Чаз прижал кулак к губам и закрыл глаза, пережидая приступ дурноты.
– Как ты можешь его выносить? – глухо простонал он.
Брайан подтянул к себе стул и уселся. Пожал плечами, улыбнулся все той же приветливой улыбкой.
– Не так уж плох. Просто выставляется. Надо его понять.
– Не имею ни малейшего желания.
Брайан осторожно провел рукой по плечу Чаза.
– Пудра, – пояснил он. – Ты весь ею усыпан, даже брюки. Дай-ка я тебя почищу.
Чаз резко поднялся, отодвинулся от него.
– Скоро каникулы, – продолжал Брайан. – Ты уже решил, поедешь ли со мной в Лондон? Мама отправилась в Италию со своим кавалером, весь дом будет в нашем распоряжении.
Нужно подобрать какое-то извинение, судорожно соображал Чаз. Найти разумную причину для отказа. Ничего не приходило на ум, любой ответ прозвучал бы резко, отвергающе, рассердил бы Брайана. Он не мог так рисковать. Чаз с трудом пытался распутать клубок своих мыслей, но они с каждой минутой все безнадежней переплетались.
– Брайан, – выдавил он из себя, – нам надо поговорить. Не здесь, не сейчас. Надо поговорить, поговорить по-настоящему. Ты должен кое-что понять.

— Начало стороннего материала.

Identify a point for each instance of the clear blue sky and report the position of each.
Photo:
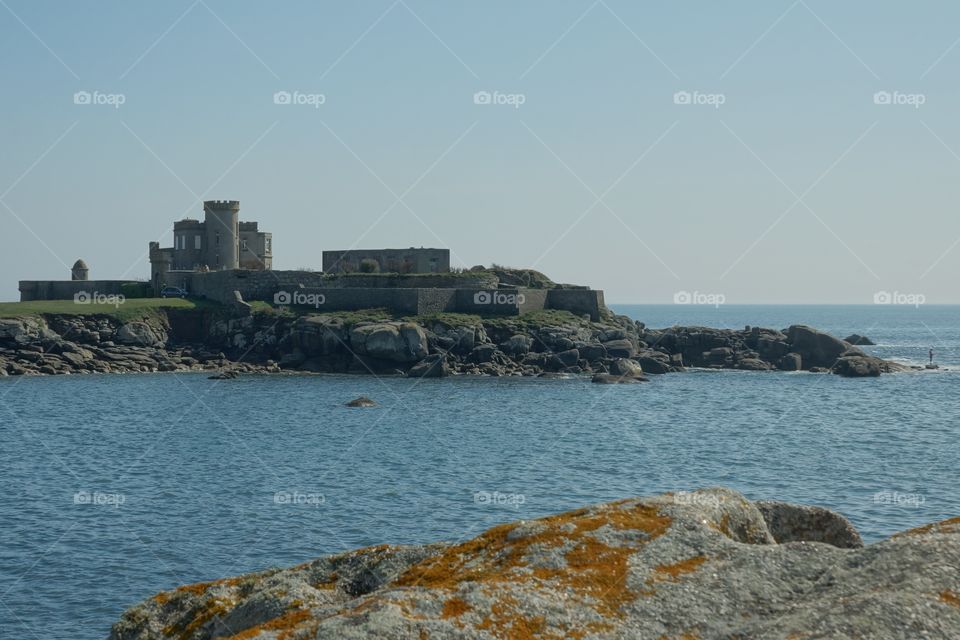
(798, 188)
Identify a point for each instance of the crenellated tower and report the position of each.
(222, 222)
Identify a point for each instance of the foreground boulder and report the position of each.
(697, 565)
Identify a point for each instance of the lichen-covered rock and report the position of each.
(140, 334)
(796, 523)
(858, 366)
(396, 341)
(699, 565)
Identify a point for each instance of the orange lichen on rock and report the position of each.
(674, 571)
(294, 620)
(199, 616)
(595, 571)
(505, 622)
(950, 598)
(328, 584)
(454, 608)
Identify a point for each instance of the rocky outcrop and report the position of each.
(816, 348)
(610, 350)
(798, 523)
(796, 348)
(75, 344)
(396, 341)
(708, 564)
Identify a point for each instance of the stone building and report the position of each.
(410, 260)
(80, 271)
(217, 243)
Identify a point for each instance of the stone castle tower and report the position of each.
(80, 271)
(220, 242)
(222, 221)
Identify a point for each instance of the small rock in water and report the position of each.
(362, 401)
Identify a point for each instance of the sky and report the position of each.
(768, 151)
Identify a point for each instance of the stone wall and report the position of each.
(408, 294)
(67, 289)
(577, 301)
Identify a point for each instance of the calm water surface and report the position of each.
(118, 486)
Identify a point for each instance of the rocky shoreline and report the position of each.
(235, 341)
(707, 564)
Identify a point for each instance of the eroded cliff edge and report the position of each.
(707, 564)
(242, 338)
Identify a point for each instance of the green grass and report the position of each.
(131, 308)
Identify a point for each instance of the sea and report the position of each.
(115, 487)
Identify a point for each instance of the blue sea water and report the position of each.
(115, 487)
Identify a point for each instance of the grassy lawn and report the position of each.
(130, 308)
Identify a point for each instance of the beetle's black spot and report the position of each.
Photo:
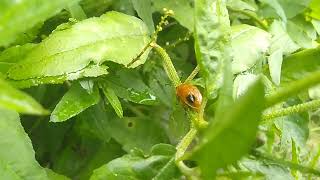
(191, 98)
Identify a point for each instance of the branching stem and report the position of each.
(250, 15)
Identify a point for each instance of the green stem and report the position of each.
(250, 15)
(291, 110)
(293, 88)
(184, 143)
(179, 41)
(77, 12)
(193, 74)
(291, 165)
(314, 161)
(168, 66)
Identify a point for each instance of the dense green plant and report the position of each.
(88, 89)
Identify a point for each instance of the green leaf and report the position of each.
(275, 61)
(129, 85)
(82, 154)
(315, 7)
(316, 25)
(212, 40)
(112, 37)
(293, 127)
(135, 132)
(241, 84)
(302, 32)
(139, 166)
(112, 98)
(92, 121)
(12, 55)
(299, 65)
(183, 10)
(281, 45)
(294, 7)
(281, 39)
(11, 98)
(54, 176)
(18, 16)
(275, 4)
(89, 71)
(14, 140)
(249, 44)
(236, 130)
(269, 169)
(143, 8)
(73, 102)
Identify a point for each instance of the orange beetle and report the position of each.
(189, 95)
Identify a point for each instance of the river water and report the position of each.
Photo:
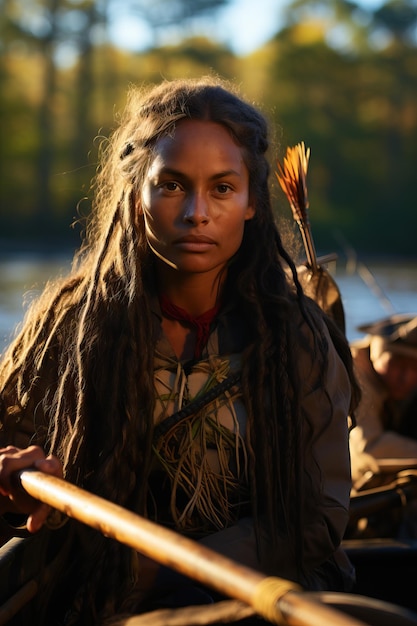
(369, 292)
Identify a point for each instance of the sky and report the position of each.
(244, 25)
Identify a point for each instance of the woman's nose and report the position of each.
(196, 210)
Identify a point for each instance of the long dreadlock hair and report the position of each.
(82, 365)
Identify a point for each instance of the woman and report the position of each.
(182, 284)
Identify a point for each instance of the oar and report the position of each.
(316, 280)
(277, 600)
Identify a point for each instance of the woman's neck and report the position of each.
(196, 293)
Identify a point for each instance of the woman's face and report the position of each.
(195, 198)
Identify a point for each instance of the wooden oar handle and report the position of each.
(264, 594)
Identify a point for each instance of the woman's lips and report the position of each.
(195, 243)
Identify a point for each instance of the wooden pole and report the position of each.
(265, 595)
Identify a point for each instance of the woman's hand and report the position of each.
(15, 499)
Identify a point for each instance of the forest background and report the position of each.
(336, 76)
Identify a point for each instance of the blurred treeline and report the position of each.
(339, 78)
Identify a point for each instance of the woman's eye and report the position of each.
(223, 188)
(171, 186)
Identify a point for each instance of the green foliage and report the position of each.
(352, 100)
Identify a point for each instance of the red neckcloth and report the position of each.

– Поговорить? – округлил глаза Брайан. – Конечно. Сколько угодно. Когда пожелаешь. Только скажи.
Чаз вытер о брюки вспотевшую ладонь.
– Надо поговорить, – упрямо повторил он. Брайан тоже поднялся на ноги и покровительственно положил руку на плечо Чазу.
– Потолкуем, – пообещал он. – На то мы и друзья.
Джон Корнтел должен был начать в десять утра Урок английского в пятом классе, но Эмилия Бонд взялась найти ему замену.
Корнтел проводил Линли в свою комнату в «Эребе». Они прошли не через главный вход, которым обычно пользовались мальчики, а через узкую дверь с западной стороны здания. На этой двери висела медная дощечка с лаконичной надписью: «Заведующий пансионом».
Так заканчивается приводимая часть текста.